The body of St. Stephen rested in four graves, and eight of his heads in eight churches. St. Jerome shared with the faithful two bodies, four heads and sixty-three fingers! The body of Saint Peter rested in sixteen places. But the palm of primacy in the number of bodies and heads was held by the martyr Juliana - twenty bodies and twenty-six heads.
In our sceptical times, such a number of body parts is suggestive. In the Middle Ages, they lived according to the views of Chrysostom: holy relics are multiplied through separation. The holy relics multiplied and multiplied. Until finally, this multiplication forced the conservative church to react. The Vatican began to fight counterfeits and overthrow medieval shrines. The first to fall under the fire of theology was Saint Rosalia of Palermo. Her relics were... the bones of a goat.
In the 60s of the last century, the Vatican took seriously the check of relics. The remains of many saints, alas!, were recognized as simple bones, albeit in gold or silver caskets. And under these “sanctions” were such revered persons as St. George, St. Brigitte and St. Nicholas!

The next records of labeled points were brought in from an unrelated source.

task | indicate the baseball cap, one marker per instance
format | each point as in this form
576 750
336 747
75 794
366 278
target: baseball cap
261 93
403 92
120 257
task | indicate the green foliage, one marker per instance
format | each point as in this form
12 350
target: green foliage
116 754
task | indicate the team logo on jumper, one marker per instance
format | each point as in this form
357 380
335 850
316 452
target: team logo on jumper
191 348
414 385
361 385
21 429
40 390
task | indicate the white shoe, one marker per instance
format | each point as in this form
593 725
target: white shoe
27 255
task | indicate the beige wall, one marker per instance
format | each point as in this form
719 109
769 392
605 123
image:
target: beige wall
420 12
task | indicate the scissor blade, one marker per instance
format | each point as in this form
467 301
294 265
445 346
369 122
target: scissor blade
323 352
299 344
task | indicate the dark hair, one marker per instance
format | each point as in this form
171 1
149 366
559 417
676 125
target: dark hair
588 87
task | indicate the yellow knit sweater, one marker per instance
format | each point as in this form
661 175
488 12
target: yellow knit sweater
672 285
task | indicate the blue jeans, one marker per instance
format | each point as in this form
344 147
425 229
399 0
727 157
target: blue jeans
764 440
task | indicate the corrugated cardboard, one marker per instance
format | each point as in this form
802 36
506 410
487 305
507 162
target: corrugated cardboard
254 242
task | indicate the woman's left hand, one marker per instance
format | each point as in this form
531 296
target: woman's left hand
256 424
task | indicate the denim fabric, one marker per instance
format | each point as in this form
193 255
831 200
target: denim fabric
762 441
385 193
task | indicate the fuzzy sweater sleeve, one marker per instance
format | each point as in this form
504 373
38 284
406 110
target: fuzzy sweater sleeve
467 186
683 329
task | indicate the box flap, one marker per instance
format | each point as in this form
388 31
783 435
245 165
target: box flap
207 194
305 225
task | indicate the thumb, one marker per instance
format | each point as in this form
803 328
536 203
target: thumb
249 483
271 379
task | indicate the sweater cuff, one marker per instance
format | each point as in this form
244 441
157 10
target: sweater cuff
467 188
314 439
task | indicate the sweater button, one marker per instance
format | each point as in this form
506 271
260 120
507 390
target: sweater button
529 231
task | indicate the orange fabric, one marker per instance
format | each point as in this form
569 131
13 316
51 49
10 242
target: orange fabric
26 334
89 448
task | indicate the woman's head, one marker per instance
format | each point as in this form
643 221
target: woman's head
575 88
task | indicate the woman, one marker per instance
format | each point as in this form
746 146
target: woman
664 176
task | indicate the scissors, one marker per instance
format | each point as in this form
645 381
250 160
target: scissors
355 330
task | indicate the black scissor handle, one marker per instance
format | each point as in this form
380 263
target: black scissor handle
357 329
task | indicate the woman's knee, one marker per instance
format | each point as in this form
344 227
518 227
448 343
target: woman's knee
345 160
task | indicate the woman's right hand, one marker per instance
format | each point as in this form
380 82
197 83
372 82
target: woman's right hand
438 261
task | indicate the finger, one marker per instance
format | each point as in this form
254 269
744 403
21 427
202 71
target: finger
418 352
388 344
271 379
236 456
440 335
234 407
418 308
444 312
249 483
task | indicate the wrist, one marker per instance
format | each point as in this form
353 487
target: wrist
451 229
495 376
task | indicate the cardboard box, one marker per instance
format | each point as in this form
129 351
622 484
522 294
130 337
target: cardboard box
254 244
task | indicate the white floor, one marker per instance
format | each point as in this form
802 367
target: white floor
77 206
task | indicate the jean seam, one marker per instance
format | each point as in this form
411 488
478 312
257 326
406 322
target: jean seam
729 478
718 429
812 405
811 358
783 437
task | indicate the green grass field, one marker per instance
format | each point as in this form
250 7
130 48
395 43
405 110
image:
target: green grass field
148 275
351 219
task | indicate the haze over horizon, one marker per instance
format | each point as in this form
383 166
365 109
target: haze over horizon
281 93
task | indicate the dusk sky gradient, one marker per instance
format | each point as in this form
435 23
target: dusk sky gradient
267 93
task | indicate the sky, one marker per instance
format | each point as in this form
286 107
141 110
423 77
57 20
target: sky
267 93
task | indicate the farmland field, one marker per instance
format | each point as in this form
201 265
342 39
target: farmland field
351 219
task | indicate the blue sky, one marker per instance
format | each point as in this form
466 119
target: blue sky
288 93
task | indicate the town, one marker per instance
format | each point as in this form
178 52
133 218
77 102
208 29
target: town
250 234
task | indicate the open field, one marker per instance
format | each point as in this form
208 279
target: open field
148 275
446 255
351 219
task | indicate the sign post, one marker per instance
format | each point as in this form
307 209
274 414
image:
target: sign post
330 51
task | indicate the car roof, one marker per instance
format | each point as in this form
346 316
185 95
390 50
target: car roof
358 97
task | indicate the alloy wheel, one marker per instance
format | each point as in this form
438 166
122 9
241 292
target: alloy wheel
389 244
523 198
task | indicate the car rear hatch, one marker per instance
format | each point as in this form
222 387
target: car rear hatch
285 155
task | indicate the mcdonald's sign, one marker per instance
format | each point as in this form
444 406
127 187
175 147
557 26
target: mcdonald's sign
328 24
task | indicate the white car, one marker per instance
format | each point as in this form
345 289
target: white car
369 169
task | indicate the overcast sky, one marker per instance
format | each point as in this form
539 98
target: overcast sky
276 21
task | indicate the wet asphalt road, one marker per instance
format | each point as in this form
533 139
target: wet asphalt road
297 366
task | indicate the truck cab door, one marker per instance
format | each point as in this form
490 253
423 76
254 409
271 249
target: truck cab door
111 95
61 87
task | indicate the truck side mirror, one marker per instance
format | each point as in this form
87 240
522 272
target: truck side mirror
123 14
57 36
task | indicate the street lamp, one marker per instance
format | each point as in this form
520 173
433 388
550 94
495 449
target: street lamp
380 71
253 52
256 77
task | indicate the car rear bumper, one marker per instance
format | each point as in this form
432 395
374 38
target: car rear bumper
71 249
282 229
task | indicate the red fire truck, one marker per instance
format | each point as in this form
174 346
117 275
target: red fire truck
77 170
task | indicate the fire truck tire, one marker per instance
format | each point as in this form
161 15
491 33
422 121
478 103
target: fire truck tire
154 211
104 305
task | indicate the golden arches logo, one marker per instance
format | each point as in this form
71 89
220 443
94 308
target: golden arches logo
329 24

Some Catholics were outraged by the Vatican’s decision. And they continue to worship the relics in the bones. Moreover, the relics of many, such as the Guadalupe Virgin of distant Mexico, despite the prohibitions and exhortations of the Holy Fathers, continue to work miracles.
The worship of relics also exists in Buddhism. It comes from the burial ceremony of Buddha Gautama. His body was wrapped in 500 layers of cotton cloth and placed in an iron coffin filled with oil. Then the coffin was closed with two metal lids and placed on a funeral pyre made of precious tree species. After the cremation, the fire was filled with milk, and the bones were carefully collected, divided into eight parts and folded into urns. The urns were buried, and burial stupas were placed above them.
Now the rite of cremation is subjected to the bodies of the highest hierarchs of Buddhism and those who have reached enlightenment. Sometimes in the bonfires after this mysterious relics are found, which Buddhists call "ring-sal".